Самые дерзкие вылазки «Альфы» координировались людьми из Управления. «Альфой» руководит ЦРУ Это люди, которых Мэкки не знает вообще. И не факт, что их знают лидеры «Альфы». Приходит некий оперативный сотрудник, приносит деньги и советует, какую диверсию совершить. Его контакты ограничены одним или двумя людьми «Альфы». Они не знают ни его имени, ни должности в Управлении. Всегда есть то, о чем не дают знать. «Альфой» управляют, будто сонной лечебницей. Управление разрабатывает видение, затем «Альфа» воплощает его в жизнь.
Слишком много людей, слишком много уровней плана.

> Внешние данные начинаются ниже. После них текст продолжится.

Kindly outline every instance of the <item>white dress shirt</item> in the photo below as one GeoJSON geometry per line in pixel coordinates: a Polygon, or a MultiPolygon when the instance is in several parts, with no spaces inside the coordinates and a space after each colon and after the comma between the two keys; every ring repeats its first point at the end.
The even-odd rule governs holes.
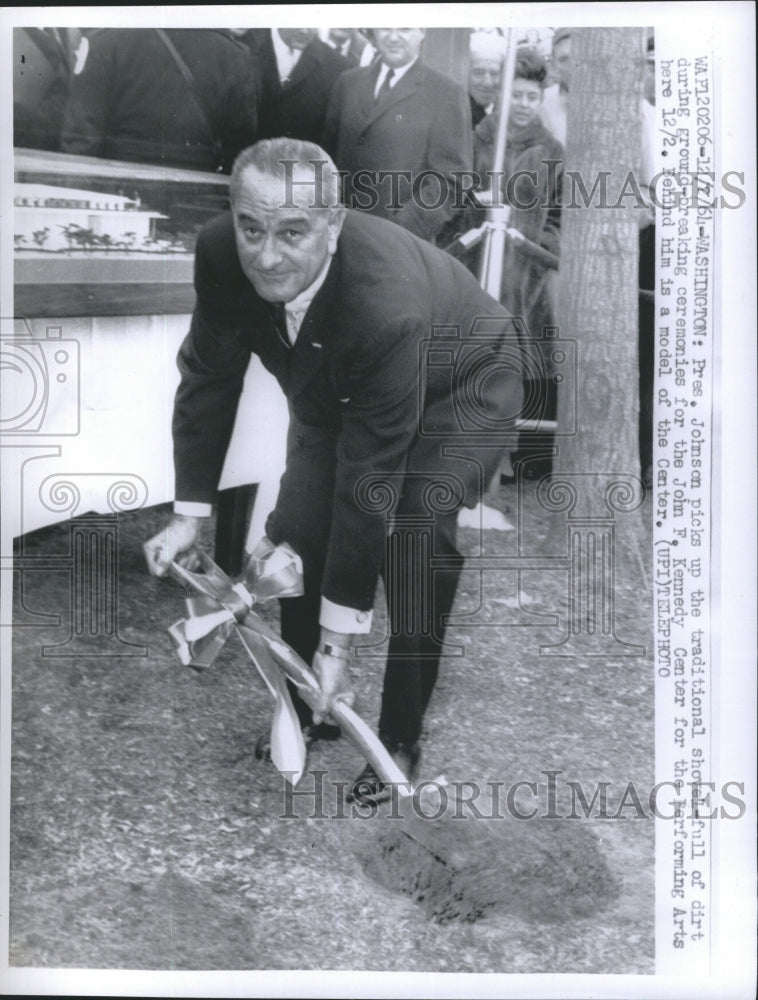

Мэкки должен уберечь этот замысел не только от «Альфы», но и от Эверетта с Парментером. Они могут выложить карты на стол, ведь он скрылся из виду, оставил их наедине со своими тайнами. Еще есть Банистер и Ферри, и люди, которые распоряжаются наличными. Он должен уберечь замысел, спасти его от предательства.
Он отмахнулся от назойливого жужжания около уха. Москиты – переносчики болезней. Он выбрался из машины и прислушался. Что-то не так. Затем услышал шум в кронах деревьев, усиливающийся с порывами ветра. Он не сразу понял, что это просто капли стучат по листьям, дождевую воду срывает ветром, и она падает с листа на лист, повсюду вокруг него.
Его машина стояла рядом с автомобилем Раймо. Три часа езды до Нового Орлеана, где он поговорит с Банистером об «Альфе-66». Пусть все знают. Пусть расскажут всем.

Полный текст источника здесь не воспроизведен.